The structures of the targeted compounds were confirmed by IR, 1H NMR, 13C NMR, MS and elemental analysis. The IR spectrum showed peaks at 1743-1627 cm-1 assigned to the carbonyl groups and peaks at 3268-3189 cm-1 due to N-H stretching vibration of compounds 9a-9d. Compounds 6a-6dgave peaks at 3367- 3305 cm-1 due to O-H stretching vibration, because these four oily liquids belong to N-acyl tetramic acids and exist in both keto and enol forms [22]. The 1H NMR spectrum of all the compounds showed peaks between δ 3.83 and 4.90 for the protons at the 5- postion of the pyrrolidine, and peaks between δ 3.69 and 3.85 for the protons of the OCH3 group. Compounds 6a-6dshowed peaks at d 1.98-2.06 for the COCH3 protons at the 1-postion of the pyrrolidine. Compounds 9a-9dshowed peaks at δ 5.59-8.19 for the proton of N-H at the 1-postion. The 13C NMR spectrum showed all corresponding peaks except that of PhCH2 at the 3-position of compounds 6a-6d. This phenomenon was also observed in the compounds 2-(substituted benzyl)-1,3-cyclohexanediones [21]. Only compounds 9a and 9c showed [M+] peaks, but other targeted compounds gave matched fragment ion peaks. Moreover, all the target compounds showed satisfactory elemental analysis data. Selected characterization data of the targeted compounds are listed below.

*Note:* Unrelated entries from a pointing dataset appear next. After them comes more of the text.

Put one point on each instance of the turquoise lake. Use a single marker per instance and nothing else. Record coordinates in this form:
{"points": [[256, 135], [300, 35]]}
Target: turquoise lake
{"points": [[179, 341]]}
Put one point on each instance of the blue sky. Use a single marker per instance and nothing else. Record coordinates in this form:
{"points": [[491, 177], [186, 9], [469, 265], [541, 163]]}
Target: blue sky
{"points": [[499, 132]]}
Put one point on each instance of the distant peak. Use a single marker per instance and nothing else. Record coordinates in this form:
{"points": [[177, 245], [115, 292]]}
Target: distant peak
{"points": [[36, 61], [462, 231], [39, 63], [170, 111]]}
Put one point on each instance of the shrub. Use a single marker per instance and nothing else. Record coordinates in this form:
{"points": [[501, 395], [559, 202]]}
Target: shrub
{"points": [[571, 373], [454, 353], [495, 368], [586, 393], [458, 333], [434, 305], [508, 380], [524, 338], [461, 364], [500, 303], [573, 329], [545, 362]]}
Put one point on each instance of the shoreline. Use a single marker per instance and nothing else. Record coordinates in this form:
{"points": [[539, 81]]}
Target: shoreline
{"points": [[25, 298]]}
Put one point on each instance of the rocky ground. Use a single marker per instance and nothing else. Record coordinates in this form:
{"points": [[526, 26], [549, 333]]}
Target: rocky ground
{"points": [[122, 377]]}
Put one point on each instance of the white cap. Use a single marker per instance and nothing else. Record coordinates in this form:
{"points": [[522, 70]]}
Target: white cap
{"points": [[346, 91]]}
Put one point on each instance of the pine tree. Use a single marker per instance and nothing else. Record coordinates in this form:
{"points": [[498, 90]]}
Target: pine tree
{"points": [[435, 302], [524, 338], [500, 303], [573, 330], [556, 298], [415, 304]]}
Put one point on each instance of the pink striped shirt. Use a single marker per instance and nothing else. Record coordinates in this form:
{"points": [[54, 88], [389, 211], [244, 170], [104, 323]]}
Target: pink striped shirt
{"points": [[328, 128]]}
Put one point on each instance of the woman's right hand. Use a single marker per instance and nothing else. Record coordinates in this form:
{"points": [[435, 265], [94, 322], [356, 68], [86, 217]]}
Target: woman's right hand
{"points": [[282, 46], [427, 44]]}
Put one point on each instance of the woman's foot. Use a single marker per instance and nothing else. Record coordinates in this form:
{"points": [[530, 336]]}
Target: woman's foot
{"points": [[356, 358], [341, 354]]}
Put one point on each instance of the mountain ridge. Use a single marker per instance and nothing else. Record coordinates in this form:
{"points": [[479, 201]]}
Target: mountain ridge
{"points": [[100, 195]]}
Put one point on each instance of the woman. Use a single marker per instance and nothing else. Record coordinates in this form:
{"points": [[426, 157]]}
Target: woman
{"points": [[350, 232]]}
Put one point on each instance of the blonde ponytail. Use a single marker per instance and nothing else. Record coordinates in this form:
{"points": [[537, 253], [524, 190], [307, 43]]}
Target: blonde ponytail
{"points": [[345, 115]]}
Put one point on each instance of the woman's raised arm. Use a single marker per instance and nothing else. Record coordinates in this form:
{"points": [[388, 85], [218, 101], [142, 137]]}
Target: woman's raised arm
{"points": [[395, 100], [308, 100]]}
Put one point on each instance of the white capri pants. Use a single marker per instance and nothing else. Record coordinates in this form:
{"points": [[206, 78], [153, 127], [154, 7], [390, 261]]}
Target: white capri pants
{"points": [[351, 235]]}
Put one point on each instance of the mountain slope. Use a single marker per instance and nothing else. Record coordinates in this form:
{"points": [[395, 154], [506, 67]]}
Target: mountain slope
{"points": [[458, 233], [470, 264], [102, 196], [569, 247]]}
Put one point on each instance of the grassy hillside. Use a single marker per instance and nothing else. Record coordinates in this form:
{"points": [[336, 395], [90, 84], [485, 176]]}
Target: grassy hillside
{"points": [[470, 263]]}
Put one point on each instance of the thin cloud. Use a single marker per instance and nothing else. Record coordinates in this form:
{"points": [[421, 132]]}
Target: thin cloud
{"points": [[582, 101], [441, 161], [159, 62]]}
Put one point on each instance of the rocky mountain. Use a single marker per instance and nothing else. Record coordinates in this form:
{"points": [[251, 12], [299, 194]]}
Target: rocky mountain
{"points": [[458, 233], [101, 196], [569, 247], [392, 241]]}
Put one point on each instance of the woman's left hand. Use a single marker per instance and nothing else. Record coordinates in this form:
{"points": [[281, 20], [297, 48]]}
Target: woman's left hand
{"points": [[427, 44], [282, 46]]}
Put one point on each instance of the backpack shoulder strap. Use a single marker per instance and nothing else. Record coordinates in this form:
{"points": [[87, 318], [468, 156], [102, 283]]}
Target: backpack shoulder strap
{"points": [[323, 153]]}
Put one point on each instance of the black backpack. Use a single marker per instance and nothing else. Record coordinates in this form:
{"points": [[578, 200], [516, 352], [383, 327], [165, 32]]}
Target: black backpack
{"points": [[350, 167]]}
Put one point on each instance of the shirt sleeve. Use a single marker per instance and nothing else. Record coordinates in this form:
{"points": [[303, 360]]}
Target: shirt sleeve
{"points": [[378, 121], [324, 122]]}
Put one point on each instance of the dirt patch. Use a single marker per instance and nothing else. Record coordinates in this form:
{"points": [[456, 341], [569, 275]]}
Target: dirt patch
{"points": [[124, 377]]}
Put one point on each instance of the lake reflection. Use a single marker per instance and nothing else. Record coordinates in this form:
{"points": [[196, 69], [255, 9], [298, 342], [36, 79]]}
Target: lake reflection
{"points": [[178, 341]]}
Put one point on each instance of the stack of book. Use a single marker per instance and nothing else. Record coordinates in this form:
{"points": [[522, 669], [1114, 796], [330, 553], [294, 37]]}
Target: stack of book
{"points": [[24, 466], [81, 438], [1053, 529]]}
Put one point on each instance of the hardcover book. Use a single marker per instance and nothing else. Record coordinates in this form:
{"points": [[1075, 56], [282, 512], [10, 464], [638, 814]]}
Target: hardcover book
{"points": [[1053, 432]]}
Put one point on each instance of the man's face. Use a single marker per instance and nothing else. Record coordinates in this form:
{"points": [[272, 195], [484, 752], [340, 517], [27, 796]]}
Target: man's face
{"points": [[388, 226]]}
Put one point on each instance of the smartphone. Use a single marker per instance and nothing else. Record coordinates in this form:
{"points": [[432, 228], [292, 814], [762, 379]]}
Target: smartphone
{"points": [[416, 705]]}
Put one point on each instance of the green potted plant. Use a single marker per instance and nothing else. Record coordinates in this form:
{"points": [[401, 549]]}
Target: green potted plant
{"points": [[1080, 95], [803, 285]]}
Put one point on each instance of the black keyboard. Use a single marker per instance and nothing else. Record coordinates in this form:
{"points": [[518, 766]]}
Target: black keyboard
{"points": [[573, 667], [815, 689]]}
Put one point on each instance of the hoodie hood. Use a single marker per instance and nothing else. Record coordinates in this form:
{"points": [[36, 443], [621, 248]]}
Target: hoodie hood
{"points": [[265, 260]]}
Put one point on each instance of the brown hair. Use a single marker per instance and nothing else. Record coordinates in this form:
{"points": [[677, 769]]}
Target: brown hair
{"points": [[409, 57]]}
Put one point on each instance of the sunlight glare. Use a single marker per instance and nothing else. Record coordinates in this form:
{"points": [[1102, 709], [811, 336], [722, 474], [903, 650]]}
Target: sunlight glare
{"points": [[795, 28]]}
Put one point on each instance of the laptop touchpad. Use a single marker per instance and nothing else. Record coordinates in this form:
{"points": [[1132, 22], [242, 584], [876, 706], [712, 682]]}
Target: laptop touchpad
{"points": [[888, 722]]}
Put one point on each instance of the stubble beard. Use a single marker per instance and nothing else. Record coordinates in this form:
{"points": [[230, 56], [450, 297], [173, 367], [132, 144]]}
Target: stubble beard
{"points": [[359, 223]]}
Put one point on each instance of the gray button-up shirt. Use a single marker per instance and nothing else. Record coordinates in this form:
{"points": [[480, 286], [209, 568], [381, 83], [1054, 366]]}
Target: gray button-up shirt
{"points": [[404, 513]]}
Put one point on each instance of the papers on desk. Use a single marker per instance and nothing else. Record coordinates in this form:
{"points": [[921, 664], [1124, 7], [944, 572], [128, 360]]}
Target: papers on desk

6a: Yellow viscous liquid, yield: 46%; IR (KBr, cm-1): v 3344, 3066, 2942, 2851, 1743, 1627, 1557, 1436, 1263, 1197, 1132; 1H NMR(400 MHz, CDCl3): δ 2.06 (s, 3H, CH3CO), 3.71 (s, 3H, COOCH3), 3.85 (d, 3H, J = 6.8 Hz, OCH3), 4.02-4.08 (m, 2H, NCH2), 5.10 (s, 2H, PhCH2), 6.07 (s, 1H, COCHCO), 7.15-7.18 (m, 1H, PhH), 7.31-7.37 (m, 2H, PhH), 7.40-7.43 (m, 1H, PhH), 7.58 (d, 1H, J = 5.3 Hz, C=CH); 13CNMR(100 MHz, CDCl3): δ 22.45 (CH3CO), 41.43 (NCH2), 51.84 (COOCH3), 62.16 (OCH3), 65.41 (COCHCO), 109.55 (C=CH), 128.11, 128.32, 128.76, 131.24, 132.19, 134.31 (6C, C6H4), 160.71 (C=CH), 168.24, 169.90, 172.06, 187.93 (4C, 4×CO); MS m/z (%): 321(1), 204(4), 190(100), 145(35); Anal. Calcd. for C18H19NO6: C, 62.60; H, 5.55; N, 4.06; Found: C, 62.98; H, 5.46; N, 4.17.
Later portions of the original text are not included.